Pakistan is frequently thought of as a place apart: unique, violent, troubled. And it is. But it also a piece of a whole: a world knitting itself together, an Asia being transformed. I re-entered life in Lahore to find pits being dug for office towers, a surfeit of cell-phone masts and shopping malls, proliferating traffic jams and commuter-hour radio shows. I visited Delhi, Bombay, Dubai, Bangkok and observed the same. I saw an East becoming more like the West, or rather a planet where such sweeping distinctions were dissolving.

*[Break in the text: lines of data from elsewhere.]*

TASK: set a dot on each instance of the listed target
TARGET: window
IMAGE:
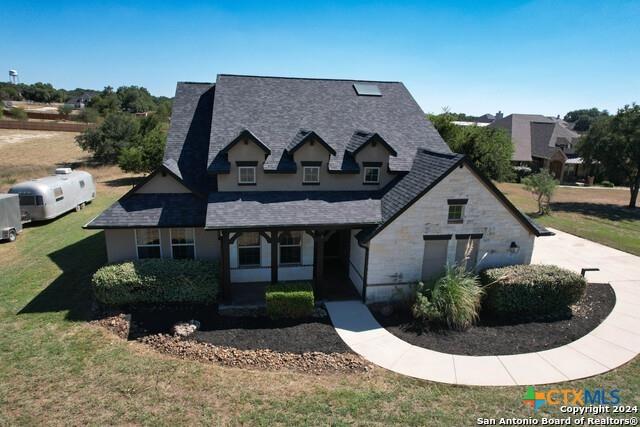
(291, 247)
(183, 243)
(246, 175)
(371, 175)
(57, 193)
(311, 175)
(456, 214)
(249, 249)
(148, 243)
(28, 200)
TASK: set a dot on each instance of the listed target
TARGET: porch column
(274, 256)
(318, 257)
(225, 272)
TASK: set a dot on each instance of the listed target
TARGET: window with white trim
(249, 249)
(290, 245)
(183, 243)
(246, 175)
(311, 174)
(456, 214)
(148, 243)
(371, 175)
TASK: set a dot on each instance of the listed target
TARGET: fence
(50, 126)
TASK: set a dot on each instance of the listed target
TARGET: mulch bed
(490, 337)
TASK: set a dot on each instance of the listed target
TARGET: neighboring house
(342, 182)
(79, 102)
(540, 141)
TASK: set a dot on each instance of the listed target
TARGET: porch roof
(280, 209)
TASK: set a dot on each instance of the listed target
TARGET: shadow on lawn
(71, 290)
(598, 210)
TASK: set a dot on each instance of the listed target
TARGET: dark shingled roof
(275, 109)
(187, 145)
(153, 210)
(428, 169)
(251, 209)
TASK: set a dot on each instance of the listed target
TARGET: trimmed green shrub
(157, 281)
(289, 299)
(530, 290)
(453, 300)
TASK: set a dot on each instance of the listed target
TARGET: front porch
(251, 259)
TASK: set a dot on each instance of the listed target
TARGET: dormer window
(247, 173)
(311, 173)
(371, 173)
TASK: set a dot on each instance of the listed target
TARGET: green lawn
(55, 368)
(596, 214)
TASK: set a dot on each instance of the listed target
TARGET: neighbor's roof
(153, 210)
(534, 135)
(276, 109)
(187, 145)
(260, 209)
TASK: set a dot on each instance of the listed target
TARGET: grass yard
(57, 369)
(597, 214)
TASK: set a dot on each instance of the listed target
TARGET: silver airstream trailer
(50, 197)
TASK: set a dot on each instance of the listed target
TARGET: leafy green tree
(615, 144)
(65, 111)
(490, 149)
(88, 115)
(107, 141)
(135, 99)
(584, 118)
(18, 113)
(145, 153)
(542, 185)
(106, 102)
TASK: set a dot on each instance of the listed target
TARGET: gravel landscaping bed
(309, 362)
(490, 337)
(308, 345)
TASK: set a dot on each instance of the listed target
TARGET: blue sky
(475, 57)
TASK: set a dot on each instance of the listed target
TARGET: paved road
(615, 342)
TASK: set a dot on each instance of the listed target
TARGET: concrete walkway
(615, 342)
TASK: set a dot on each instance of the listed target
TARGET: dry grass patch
(31, 154)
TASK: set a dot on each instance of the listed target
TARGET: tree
(106, 142)
(88, 115)
(584, 118)
(65, 111)
(542, 185)
(615, 144)
(490, 149)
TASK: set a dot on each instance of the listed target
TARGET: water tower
(13, 77)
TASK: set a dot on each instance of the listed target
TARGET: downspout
(366, 271)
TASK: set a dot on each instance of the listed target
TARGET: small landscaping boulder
(290, 299)
(184, 329)
(530, 290)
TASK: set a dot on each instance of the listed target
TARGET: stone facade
(396, 253)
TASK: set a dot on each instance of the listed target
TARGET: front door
(435, 259)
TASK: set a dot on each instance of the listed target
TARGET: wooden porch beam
(274, 256)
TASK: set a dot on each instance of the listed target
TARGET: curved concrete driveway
(615, 342)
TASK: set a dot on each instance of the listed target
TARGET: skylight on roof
(367, 89)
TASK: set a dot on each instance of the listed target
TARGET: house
(541, 142)
(79, 102)
(342, 182)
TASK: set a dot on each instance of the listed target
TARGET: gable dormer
(310, 138)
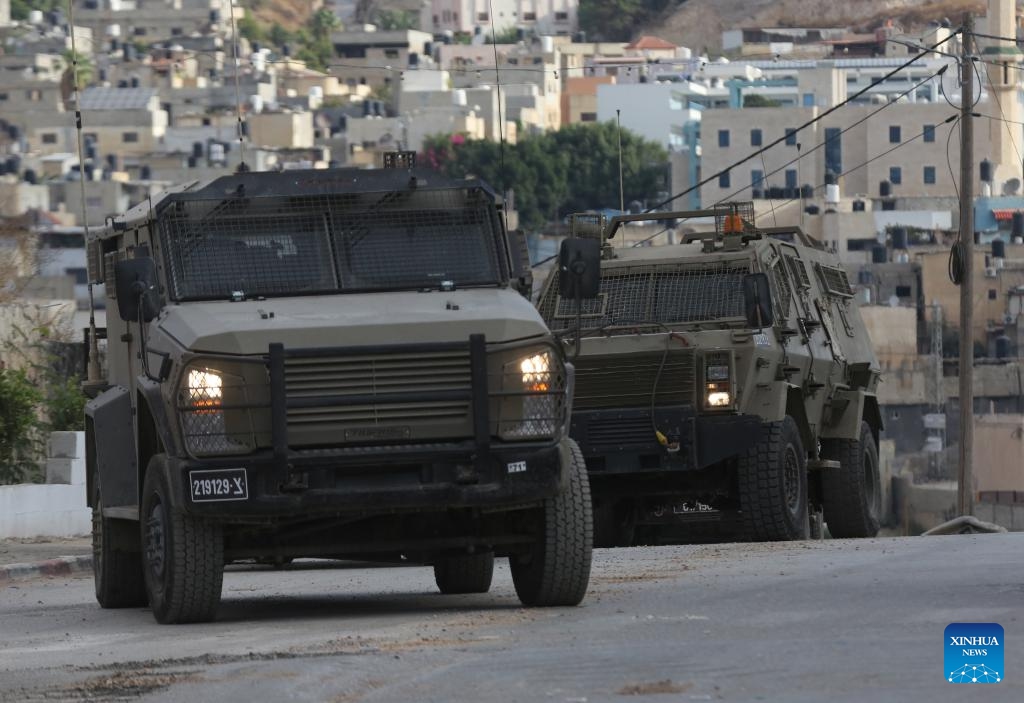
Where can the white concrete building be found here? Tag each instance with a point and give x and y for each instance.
(472, 16)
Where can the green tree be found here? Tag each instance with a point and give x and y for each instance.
(556, 173)
(20, 430)
(389, 19)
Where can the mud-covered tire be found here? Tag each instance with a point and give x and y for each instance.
(117, 559)
(852, 493)
(469, 573)
(182, 556)
(772, 485)
(556, 570)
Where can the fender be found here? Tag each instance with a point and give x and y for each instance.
(112, 447)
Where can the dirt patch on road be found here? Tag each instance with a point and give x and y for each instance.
(653, 688)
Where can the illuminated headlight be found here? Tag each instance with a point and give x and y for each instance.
(205, 388)
(537, 371)
(534, 406)
(717, 372)
(719, 399)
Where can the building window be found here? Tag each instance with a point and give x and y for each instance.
(834, 149)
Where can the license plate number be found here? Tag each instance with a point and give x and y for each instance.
(219, 484)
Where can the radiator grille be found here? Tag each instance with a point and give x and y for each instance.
(627, 381)
(378, 421)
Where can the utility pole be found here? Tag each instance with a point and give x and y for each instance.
(965, 478)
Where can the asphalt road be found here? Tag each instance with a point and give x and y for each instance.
(804, 621)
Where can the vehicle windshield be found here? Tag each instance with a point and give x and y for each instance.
(275, 246)
(646, 295)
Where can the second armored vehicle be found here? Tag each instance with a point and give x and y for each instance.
(728, 379)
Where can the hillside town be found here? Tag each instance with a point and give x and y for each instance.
(170, 91)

And much else seemed to be dissolving. Old ways of doing things. Neighborhoods. A stampede for wealth was underway, pulled along by televised lives of previously unimagined opulence, beaten from behind by the switch of crushing poverty. Money was becoming religion; religion was becoming politics. Spirituality, it seemed, could wait.
But death does not wait. To be human is to know ever-present mortality. And so we ache. Our selves ache. Dashing forward together, we recognize we will be plucked away, alone. In the face of this, as Asia rises, as the pursuit of money becomes paramount, as past repositories of solace are drained of meaning, what, if anything, can a novel do?
Modern science increasingly suggests that what we think of as the self is an illusion. "You" are in actuality a bundle of neural processes, most of them unconscious. Yet you need the illusion of a self. And you create it with stories. With stories about who you are, and stories about your surroundings.
Some of these stories may be novels. And some of these novels may play, as the novel I was writing began to do, with notions of self-help, with notions of self-transcendence, which is to say with love and with death. For novels are illusions trying to make sense of illusions, stories trying to make sense of stories. Novels, in other words, are ourselves.